Апология математика | страница 67
Смысл моей жизни или жизни кого-нибудь ещё, кто был математиком в том же смысле, в каком был математиком я, заключается в следующем: я внёс нечто своё в сокровищницу знания и помог другим сделать то же, и эти "нечто" обладали ценностью, которая отличалась только величиной, но никак не сущностью, от творений великих математиков или любых других художников, больших и малых, которые оставили после себя нерукотворные памятники.
Примечание
Профессор Броуд и д-р Сноу заметили в беседе со мной, что если я хочу продемонстрировать точный баланс между добром и злом, приносимым наукой, мне не следует чрезмерно сосредотачивать внимание на влиянии науки на войну и, что даже если я размышляю об этом влиянии, мне не следует забывать о том, что вмешательство науки влечёт за собой множество очень важных последствий помимо чисто разрушительных. Так (если начать с последнего пункта), я должен напомнить, что (а) организация всего населения на войну возможна только научными методами; (б) наука значительно увеличивает силу пропаганды, используемой почти исключительно во зло; и (в) наука сделала "нейтральность" почти невозможной или бессмысленной, в результате чего напрочь исчезли "острова мира", из которых после войны могли бы распространиться здравый смысл и восстановление. Всё это, разумеется, свидетельствует против науки. С другой стороны, если довести ситуацию до предела, то вряд ли возможно всерьёз считать, что добро, творимое наукой, не перевешивает полностью творимое ею же зло. Например, если бы каждая война уносила десять миллионов человеческих жизней, то суммарный эффект науки всё же сводился бы к увеличению средней продолжительности жизни. Короче говоря, §28 моей "Апологии" излишне "сентиментален".

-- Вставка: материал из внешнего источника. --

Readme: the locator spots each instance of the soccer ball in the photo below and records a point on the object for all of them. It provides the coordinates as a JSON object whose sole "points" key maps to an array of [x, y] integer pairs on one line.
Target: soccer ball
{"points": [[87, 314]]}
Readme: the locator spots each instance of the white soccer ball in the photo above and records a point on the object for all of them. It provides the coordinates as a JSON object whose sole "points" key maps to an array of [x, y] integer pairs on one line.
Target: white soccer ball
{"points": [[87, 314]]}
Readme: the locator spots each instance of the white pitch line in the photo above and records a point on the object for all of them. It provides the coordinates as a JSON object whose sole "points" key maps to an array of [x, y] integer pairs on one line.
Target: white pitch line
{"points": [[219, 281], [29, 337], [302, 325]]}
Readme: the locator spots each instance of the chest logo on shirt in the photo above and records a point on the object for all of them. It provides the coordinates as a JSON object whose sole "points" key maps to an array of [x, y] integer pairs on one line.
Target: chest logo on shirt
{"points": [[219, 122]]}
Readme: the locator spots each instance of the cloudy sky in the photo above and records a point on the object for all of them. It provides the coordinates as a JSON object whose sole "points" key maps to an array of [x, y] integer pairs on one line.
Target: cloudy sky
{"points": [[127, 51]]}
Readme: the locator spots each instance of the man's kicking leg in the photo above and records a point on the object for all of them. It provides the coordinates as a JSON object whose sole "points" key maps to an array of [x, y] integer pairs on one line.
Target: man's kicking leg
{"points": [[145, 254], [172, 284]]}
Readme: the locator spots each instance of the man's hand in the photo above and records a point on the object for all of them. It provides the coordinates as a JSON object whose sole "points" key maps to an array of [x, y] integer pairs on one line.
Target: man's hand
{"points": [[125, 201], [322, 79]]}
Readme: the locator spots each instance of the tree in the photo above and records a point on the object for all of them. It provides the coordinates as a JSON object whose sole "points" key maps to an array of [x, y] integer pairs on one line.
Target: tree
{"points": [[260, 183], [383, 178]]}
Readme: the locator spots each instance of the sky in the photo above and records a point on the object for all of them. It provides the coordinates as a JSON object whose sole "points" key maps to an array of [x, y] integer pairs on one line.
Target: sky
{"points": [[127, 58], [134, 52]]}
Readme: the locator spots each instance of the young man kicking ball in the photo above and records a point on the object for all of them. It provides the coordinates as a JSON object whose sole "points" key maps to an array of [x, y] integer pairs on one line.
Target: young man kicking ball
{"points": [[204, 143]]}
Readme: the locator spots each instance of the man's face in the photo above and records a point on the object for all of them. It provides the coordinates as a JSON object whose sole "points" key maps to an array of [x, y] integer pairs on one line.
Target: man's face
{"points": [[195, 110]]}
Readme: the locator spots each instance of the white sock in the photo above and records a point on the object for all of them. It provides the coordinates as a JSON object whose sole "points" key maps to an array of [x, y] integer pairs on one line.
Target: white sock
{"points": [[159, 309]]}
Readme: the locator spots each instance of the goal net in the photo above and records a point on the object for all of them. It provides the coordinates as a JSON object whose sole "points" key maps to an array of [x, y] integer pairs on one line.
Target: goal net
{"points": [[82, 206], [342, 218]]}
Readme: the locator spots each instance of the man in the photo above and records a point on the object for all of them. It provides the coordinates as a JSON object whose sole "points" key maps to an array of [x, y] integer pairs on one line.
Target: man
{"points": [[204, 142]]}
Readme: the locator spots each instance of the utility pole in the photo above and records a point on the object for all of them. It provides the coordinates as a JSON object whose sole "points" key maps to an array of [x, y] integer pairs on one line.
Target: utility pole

Не стану оспаривать обоснованность этой критики, но по причинам, изложенным мной в предисловии, я счёл невозможным учесть замечания профессора Броуда и д-ра Сноу в тексте и ограничиваюсь этим признанием.
Д-р Сноу сделал также интересное замечание по поводу §8. Даже если мы согласимся с тем, что "Архимеда будут помнить и тогда, когда Эсхила забудут", то не является ли математическая слава немного слишком "анонимной" для того, чтобы быть полностью удовлетворительной? Исходя только из произведений, мы могли бы составить непротиворечивый портрет личности Эсхила (и в ещё большой степени Шекспира или Толстого), в то время как Архимед и Евдокс и после тщательного изучения их трудов остались бы только именами.